早期退職制度と勘違いしやすい制度として希望退職制度がありますが、異なるのは恒常的な制度ではない点です。希望退職制度は、主に業績悪化や事業縮小などで人員削減を目的として期間を限定して行います。

また、どちらの制度も社員側から退職の申出を待つ形になりますが、早期退職制度の場合、社員側の意思であるとして自主退職。希望退職制度は企業側の理由によって退職者を募るため、企業側都合での退職となります。

選択定年制との違い

もう一つ早期退職制度に近い制度が、一定の年齢に達した社員が定年の年齢を企業側と協議したうえで決められる選択定年制です。

具体的には令和3年4月に施行された改正高年齢者雇用安定法により、定年が最長で70歳に引き上げられたため、その年齢に達する前に協議をして退職年を決定します。

早期退職の近年の動向

一般的に早期退職制度を導入するのは、赤字の企業が人件費削減や事業縮小を目的に行うものといったイメージがあるかもしれません。しかし、近年は黒字企業であっても早期退職制度を導入するケースが増えています。

東京商工リサーチが2022年11月に発表した、2022年(1-9月)上場企業「早期・希望退職」実施状況によると、早期・希望退職を募集した企業の54.5%が黒字という結果です。

黒字企業が早期退職者を募集する背景としては、コロナ禍やウクライナ情勢の影響による、円安や物価上昇のほか、DX推進やAIによる業務の自動化への投資などが挙げられます。早い段階から不採算事業の撤退、新事業の創出、業務効率化など今後を見据え、人材の再配置を目的に早期退職制度を活用する企業が増加しているのが近年の動向です。

企業が早期退職制度を導入するメリット

企業にとって早期退職制度の導入により得られるメリットはいくつか考えられますが、主なものとして挙げられるのは、次の3点です。

人件費の削減

早期退職制度は基本的に勤続年数の長い40代後半以降の社員を対象とした制度です。多くの企業では勤続年数が長くなるほどに給与額も高くなるため、勤続年数の長い社員が早期退職制度を利用して退職すれば、大幅な人件費削減が可能になります。

業績悪化による資金不足解消策としてはもちろん、DX推進や新製品開発など新たな事業への資金捻出目的としても、人件費削減が可能になるのは大きなメリットです。

会社の若返りを図る

少子高齢化や高年齢者雇用安定法改正による定年年齢の引き上げにより、多くの日本企業では社員の平均年齢が上昇傾向にあります。経験や知識が豊富な社員を多く抱えることは企業にとって大きなメリットですが、どちらかといえば保守的になってしまうケースも少なくありません。

しかし、ベテランの社員ばかりが活躍するようでは、若い社員が成長しにくくなり、他社に転職してしまうリスクも高まってしまうでしょう。
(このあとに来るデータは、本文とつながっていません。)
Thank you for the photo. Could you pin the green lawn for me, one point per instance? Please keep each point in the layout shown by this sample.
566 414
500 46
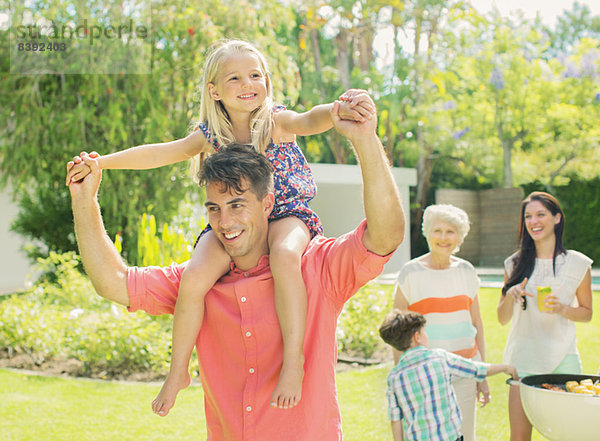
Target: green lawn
48 409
企業が継続的に成長していくには定期的な若返りが必須であり、早期退職制度は、若い社員の活躍の場を広げ成長を促すうえでも大きなメリットが見込める制度です。

円満に人員の調整ができる

人件費の削減や会社の若返りが重要だとしても、企業側が一方的に人員整理を始めれば労使間の信頼が崩れ、退職者だけではなく、残った社員も働きにくい環境になってしまいます。場合によっては不当解雇として紛争になってしまう可能性もあるでしょう。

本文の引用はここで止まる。